A band not quite fitting in
Even though it’s Saturday lunchtime, Tate Britain isn’t all that busy for a change. That said, I’m slightly concerned that I’m going to struggle to pick out the members of Drahla from the groups of similarly dressed art students clustered around the steps leading to the main entrance. I needn’t have worried. Turns out the Leeds-based three-piece are instinctively easy to spot. Bounding up the stairs in their leather jackets, vintage t-shirts and angular haircuts, they are three people who look like they should be in a band.
Having played Camden’s Lock Tavern the night before, they’ve decided to make a weekend out of their first visit to London, to check out the Tate’s acclaimed David Hockney exhibition. “For me and Lu, he’s been a massive inspiration, artistically,” says guitarist Rob Riggs. “He’s always trying to look at art in all these different ways and is always trying to find new ways of creating. For him to have this massive retrospective, I just knew that I had to come down and see it.”
“I find him incredible,” adds bandmate Luciel Brown as we walk through the heavy-set front doors and into the Tate’s gleaming neo-classical rotunda. “It’s amazing that he’s still coming up with these amazing new ideas. If you look at the work over his career, it’s pretty astounding – I like pretty much everything he’s done ever and the work varies quite a bit as well. I’m really excited to be able see it all in one space.”

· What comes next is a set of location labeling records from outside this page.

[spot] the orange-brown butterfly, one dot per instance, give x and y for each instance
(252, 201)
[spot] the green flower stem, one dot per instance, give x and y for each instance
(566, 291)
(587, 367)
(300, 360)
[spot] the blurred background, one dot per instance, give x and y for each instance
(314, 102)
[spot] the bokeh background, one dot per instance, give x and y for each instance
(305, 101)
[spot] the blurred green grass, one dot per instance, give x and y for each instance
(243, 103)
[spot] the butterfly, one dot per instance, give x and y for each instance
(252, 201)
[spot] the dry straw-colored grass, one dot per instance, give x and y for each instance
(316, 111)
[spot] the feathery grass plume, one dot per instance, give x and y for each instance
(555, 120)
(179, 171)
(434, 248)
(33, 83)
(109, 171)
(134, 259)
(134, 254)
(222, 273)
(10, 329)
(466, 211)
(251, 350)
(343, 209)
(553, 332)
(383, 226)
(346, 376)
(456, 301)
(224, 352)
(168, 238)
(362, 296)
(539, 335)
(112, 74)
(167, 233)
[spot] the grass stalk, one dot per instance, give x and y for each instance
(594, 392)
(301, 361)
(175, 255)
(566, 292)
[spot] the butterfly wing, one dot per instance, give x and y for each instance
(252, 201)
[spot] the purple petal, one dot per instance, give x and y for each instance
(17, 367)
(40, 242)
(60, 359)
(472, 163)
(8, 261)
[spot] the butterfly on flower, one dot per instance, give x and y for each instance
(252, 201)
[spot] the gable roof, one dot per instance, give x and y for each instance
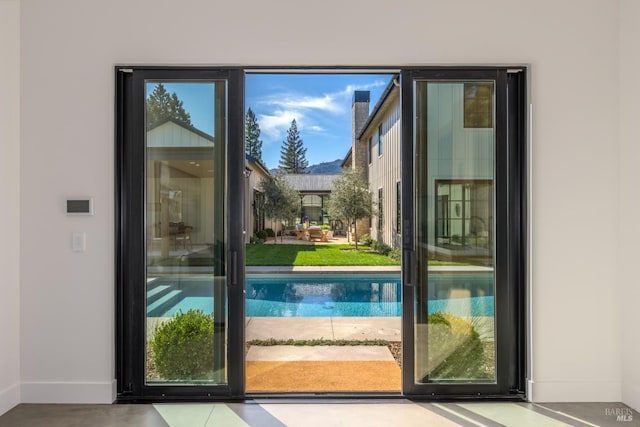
(190, 128)
(308, 183)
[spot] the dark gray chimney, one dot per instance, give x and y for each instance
(359, 116)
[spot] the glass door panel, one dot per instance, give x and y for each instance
(454, 297)
(464, 232)
(186, 237)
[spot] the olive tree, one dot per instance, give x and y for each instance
(281, 201)
(350, 198)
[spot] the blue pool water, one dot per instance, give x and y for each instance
(313, 296)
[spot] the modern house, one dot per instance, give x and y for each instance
(315, 191)
(57, 116)
(375, 151)
(461, 209)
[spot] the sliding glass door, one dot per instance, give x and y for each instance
(180, 287)
(464, 258)
(181, 185)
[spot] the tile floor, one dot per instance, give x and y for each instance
(324, 413)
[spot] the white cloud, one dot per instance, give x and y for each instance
(308, 110)
(273, 127)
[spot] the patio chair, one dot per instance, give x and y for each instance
(300, 232)
(314, 233)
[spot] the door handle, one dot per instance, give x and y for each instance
(234, 268)
(408, 268)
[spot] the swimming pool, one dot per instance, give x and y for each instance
(314, 295)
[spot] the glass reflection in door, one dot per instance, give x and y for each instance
(186, 299)
(454, 310)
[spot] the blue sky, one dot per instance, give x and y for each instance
(321, 105)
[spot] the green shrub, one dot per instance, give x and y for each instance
(365, 239)
(455, 349)
(381, 248)
(256, 240)
(183, 347)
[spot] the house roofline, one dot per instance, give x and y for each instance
(387, 92)
(190, 128)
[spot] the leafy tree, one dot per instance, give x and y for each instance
(293, 154)
(162, 105)
(350, 198)
(252, 142)
(281, 201)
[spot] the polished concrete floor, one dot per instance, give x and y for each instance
(324, 413)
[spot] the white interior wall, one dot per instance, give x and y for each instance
(68, 52)
(629, 223)
(10, 205)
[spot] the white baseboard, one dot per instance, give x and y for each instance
(631, 395)
(81, 392)
(574, 391)
(9, 397)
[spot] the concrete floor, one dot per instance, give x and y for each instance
(325, 413)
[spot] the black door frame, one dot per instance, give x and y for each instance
(129, 227)
(511, 241)
(130, 239)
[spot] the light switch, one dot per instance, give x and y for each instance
(79, 241)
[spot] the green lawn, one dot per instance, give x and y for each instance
(316, 255)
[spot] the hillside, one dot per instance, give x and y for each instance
(325, 168)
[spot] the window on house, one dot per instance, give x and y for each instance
(464, 213)
(258, 210)
(478, 105)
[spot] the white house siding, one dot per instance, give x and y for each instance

In some ways Hockney’s work and Drahla’s music are strikingly similar. They both produce work that is deeply personal in nature and both are fiercely committed to doing things in their own way. Like Hockney, Drahla’s output also has a strange, existential darkness lurking just below the surface. With a sound that recalls Sonic Youth, The Breeders and cult Glaswegian post punks Life Without Buildings (without really sounding like any of them), they’ve perfected a broiling, bass-driven version of minimal punk that is both alluringly hook-laden yet simultaneously dangerous. As a recent review on Norman Records observed, the three-piece stand aside from most of today’s indie acts by “having their own sound and not simply coming up with a facsimile of something that has already occurred.”
New single ‘Fictional Decision’ is a case in point. Rejecting the contemporary fashion for layered, fuzz-pedal driven psychedelia, it’s an exercise in pure, stripped down menace. The trio’s first solo single after a spate of split EPs and live videos, its sparse, machine-like drums, wiry guitar squeals and spluttering talk-sung vocals take aim at dogmatic thinking and the authority figures who advocate it.